Sacramento might end up doing what years of lawsuits and local grumbling have not quite pulled off yet: push the Los Angeles Angels to officially put “Anaheim” back in their name if the city wins the right to sell or re-lease Angel Stadium. A new proposal from an Assemblymember whose district includes the ballpark would tie any future sale or fresh lease paperwork to Anaheim’s name, and it has already prompted the city’s mayor to ask the city attorney for a legal review. A long-running branding tug-of-war over the team has suddenly become a potential state-level bargaining chip in the stadium and land use fight.

Assembly Bill 2512, introduced on Feb. 20, 2026, would tweak the Surplus Land Act with a special exemption that requires any “materials” tied to a sale or lease of Angel Stadium to refer to the club as the “Anaheim Angels,” according to the bill text on the California Legislative Information site. The measure, amended on March 19, 2026, also spells out that this naming rule would not kick in if the city and the team hammer out their own separate affiliation agreement.
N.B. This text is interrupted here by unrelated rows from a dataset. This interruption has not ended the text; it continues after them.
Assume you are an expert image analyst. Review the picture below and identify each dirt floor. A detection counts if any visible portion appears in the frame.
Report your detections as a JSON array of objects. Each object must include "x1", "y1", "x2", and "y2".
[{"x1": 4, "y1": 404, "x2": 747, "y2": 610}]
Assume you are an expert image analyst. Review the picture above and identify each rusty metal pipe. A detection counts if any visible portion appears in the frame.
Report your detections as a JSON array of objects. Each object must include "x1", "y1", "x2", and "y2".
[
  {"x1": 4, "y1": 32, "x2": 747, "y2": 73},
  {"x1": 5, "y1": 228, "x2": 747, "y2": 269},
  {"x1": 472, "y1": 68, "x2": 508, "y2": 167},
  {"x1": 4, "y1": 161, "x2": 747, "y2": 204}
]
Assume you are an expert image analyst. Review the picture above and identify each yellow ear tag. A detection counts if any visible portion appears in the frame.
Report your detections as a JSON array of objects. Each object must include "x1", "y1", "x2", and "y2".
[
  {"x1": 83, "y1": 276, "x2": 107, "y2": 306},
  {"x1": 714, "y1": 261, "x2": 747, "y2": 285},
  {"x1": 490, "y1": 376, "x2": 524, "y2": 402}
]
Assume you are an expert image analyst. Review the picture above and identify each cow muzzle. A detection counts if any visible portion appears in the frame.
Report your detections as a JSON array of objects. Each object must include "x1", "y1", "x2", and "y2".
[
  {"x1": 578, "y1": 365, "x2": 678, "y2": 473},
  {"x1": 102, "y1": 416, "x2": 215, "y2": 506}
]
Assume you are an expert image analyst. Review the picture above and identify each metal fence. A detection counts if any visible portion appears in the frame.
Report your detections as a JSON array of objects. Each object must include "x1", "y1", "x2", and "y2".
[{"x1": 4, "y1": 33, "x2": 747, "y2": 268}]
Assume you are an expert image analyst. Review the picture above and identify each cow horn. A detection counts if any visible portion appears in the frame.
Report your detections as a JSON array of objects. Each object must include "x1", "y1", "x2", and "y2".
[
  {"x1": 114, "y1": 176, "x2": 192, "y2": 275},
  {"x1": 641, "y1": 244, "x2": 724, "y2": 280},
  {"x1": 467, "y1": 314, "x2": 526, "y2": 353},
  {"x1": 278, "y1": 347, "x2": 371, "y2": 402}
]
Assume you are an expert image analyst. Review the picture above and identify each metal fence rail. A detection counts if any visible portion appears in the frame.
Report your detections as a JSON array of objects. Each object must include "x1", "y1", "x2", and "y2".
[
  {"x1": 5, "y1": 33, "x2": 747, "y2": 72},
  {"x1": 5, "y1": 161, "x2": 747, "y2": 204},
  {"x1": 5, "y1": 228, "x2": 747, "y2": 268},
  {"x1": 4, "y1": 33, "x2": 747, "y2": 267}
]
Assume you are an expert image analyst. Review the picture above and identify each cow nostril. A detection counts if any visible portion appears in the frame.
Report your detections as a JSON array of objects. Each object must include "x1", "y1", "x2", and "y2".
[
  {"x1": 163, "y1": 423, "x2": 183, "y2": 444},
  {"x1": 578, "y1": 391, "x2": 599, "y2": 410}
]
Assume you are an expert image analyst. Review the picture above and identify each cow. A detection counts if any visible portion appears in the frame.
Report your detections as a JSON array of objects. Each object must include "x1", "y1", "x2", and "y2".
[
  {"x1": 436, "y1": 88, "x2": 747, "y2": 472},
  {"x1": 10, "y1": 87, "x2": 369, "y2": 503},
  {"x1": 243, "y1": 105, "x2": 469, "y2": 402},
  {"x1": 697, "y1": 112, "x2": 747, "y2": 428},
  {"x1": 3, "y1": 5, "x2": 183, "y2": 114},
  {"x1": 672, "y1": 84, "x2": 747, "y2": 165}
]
Assemblymember Valencia has branded the proposal the “Home Run for Anaheim Act,” pitching it as a way to give residents a stronger say in how the stadium site gets used and to make sure Anaheim gets credit when development happens on the property. As reported by the Los Angeles Times, Anaheim Mayor Ashleigh Aitken has asked the city attorney to “explore whether the Angels have violated their current lease” by removing Anaheim from legal filings.

How the Measure Would Work

The bill uses the Surplus Land Act exemption process as its main leverage point. If Anaheim secures an exemption to dispose of the publicly owned stadium property, the city could then require that any sale or lease paperwork list the club as the “Anaheim Angels.” That conditional setup, which links naming rules to the administrative exemption instead of directly rewriting lease language, is the heart of the proposal, according to reporting from Sports Business Journal.

Lease Timeline and Leverage

How much practical leverage Anaheim has depends heavily on who controls the ballpark and for how long. The California State Auditor reports that the current lease runs through Dec. 31, 2032, with the Angels holding options that could extend the arrangement through 2038. That long-term deal, combined with failed talks in 2019 over a sale or redevelopment of the surrounding parking lots and other land, helps explain why lawmakers are now looking at a legislative workaround instead of relying only on litigation or direct negotiations.

City Reaction and What Comes Next

Supporters argue the bill would give Anaheim a real-world check on any future overhaul of the roughly 150-acre stadium site, since tying naming rights to land deals could influence how any redevelopment plays out. Several local leaders were involved in shaping the bill’s language. The proposal still has to clear committees and win floor votes in Sacramento before it can change state law, and city attorneys will decide whether to pursue any lease-related claims of their own. Those steps could stretch the naming and stadium dispute beyond baseball and deeper into state politics, Sports Business Journal reported.

Legal Context

The current fight is layered on top of a long legal history. Roughly two decades ago, when the club tried to market itself as the Los Angeles Angels of Anaheim, the city sued, arguing that the team had violated a lease clause that required Anaheim’s name. A jury ultimately found that the franchise had not breached that provision. AB 2512 aims to sidestep that path by making any naming requirement a condition of securing a surplus land exemption, rather than a direct lease mandate, language that is spelled out in the bill text on the California Legislative Information site.

For now, the Angels remain at Angel Stadium under a lease that keeps the team tied to the property for years unless the options change or a new deal is cut. AB 2512 would give Anaheim an additional tool in that relationship. If the city secures a Surplus Land Act exemption and moves ahead with a sale or lease, Sacramento lawmakers could require the team to officially carry the city’s name again, shifting the long-running argument over the ballpark into both city hall and the state Capitol.